L'activiste a souligné que la seule véritable solution passe par un changement de système : « Le changement démocratique est le moyen d'avoir une chance de sortir de cette crise ».
Il a également exhorté la communauté internationale à agir : « La souffrance humaine augmente et le régime ne répond que par plus de répression ».
La déclaration arrive au pire moment humanitaire que Cuba ait connu depuis des décennies. Le système électrique a subi son quatrième effondrement total de l'année le 10 juillet 2026, avec des coupures allant de vingt à vingt-cinq heures par jour dans plusieurs provinces.
En mars dernier, l'ONU a lancé un appel humanitaire de 94 millions de dollars pour venir en aide à près de deux millions de Cubains touchés, bien qu'à la mi-mai, le déficit de financement dépassait les 60 millions.
La administration américaine, pour sa part, a offert en mai dernier 100 millions de dollars d'aide, à être canalisés par l'Église catholique et des organisations non gouvernementales indépendantes pour éviter que le régime ne détourne les fonds.

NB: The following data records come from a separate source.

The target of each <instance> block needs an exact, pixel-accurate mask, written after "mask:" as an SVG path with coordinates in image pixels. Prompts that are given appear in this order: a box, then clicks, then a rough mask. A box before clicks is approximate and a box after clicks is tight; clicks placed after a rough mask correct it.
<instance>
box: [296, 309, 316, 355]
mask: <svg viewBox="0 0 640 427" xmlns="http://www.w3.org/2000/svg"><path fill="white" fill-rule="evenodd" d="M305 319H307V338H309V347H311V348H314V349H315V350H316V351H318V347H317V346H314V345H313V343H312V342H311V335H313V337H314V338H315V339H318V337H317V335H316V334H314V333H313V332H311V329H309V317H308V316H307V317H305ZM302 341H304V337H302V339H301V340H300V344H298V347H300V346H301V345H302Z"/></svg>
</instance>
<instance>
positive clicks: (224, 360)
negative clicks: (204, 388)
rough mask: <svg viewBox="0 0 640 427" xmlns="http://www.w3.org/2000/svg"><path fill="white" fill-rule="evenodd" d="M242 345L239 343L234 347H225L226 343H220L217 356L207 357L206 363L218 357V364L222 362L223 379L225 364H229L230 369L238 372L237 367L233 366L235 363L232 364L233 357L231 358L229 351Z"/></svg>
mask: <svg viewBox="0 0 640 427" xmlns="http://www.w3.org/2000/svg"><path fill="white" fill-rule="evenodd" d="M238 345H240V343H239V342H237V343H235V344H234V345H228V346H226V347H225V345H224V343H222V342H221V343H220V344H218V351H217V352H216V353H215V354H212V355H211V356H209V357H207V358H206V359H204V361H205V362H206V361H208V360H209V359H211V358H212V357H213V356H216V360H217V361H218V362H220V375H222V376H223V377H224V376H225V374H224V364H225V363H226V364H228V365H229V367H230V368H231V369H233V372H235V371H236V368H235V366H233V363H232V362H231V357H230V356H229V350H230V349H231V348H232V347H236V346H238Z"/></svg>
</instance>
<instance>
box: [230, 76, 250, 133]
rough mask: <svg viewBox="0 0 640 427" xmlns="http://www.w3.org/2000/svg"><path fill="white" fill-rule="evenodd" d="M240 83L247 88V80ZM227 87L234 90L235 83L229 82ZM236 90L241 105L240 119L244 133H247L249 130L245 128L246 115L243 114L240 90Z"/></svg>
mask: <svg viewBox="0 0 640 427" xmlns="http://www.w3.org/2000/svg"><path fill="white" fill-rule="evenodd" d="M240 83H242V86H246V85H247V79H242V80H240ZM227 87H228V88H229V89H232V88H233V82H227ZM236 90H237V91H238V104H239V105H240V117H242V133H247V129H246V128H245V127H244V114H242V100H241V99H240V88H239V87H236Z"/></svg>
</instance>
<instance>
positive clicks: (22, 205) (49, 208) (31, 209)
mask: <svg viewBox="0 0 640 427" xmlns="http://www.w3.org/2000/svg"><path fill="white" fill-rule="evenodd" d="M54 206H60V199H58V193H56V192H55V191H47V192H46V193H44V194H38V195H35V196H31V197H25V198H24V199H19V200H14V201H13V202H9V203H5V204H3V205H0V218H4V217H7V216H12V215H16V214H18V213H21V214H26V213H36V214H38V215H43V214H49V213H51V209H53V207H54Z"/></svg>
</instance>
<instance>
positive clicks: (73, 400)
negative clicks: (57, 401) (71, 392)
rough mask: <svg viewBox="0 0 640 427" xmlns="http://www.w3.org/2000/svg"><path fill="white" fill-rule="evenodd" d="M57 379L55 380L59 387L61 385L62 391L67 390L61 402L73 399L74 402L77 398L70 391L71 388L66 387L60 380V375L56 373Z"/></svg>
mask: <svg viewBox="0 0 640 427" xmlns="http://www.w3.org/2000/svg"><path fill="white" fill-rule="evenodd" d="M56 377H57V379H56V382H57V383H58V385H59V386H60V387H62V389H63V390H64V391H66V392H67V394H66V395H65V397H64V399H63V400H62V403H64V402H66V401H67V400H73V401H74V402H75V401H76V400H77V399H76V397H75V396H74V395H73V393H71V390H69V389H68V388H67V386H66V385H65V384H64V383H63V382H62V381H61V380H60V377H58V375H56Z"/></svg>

La Commission Européenne, pour sa part, a annoncé en juillet 10 millions d'euros supplémentaires en aide humanitaire.
L'argument de Payá concernant les ressources du régime est étayé par des documents. Un rapport de la BBC basé sur des documents divulgués au Miami Herald estime les actifs de GAESA —le conglomérat d'entreprises contrôlé par les Forces Armées cubaines— à au moins 17 894 millions de dollars en mars 2024, bien que la BBC elle-même ait précisé qu'elle n'a pas pu vérifier ces chiffres de manière indépendante.
Días avant ce message, Payá avait déjà décrit GAESA comme une «entreprise privée des Castro, avec des milliards de dollars sur des comptes étrangers», qualifiant ces fonds de volés au peuple cubain.
Le régime, en revanche, rejette la caractérisation de crise humanitaire. Le chancelier Bruno Rodríguez a exclu le 1er juillet 2026 que Cuba traverse une situation comparable à celle de la pandémie, bien qu'il ait reconnu des privations sévères, et attribue les difficultés à l'embargo américain.
Le Département d'État des États-Unis a dénoncé ce mardi que la crise est « le résultat direct du régime cubain, de son modèle économique qui ne fonctionne pas et de sa propre incompétence ».
Payá, fille du prestigieux dissident Oswaldo Payá Sardiñas —décédé en 2012 dans des circonstances que des témoins et des organisations internationales qualifient d'attentat du régime—, soutient depuis des années cette même thèse.
En décembre 2025, j'avais déjà averti que cette année-là laissait Cuba « plongée dans une catastrophe humanitaire » marquée par la pénurie, les coupures de courant et la répression. En mars 2026, il est allé plus loin en qualifiant la situation de « la pire des six dernières décennies ».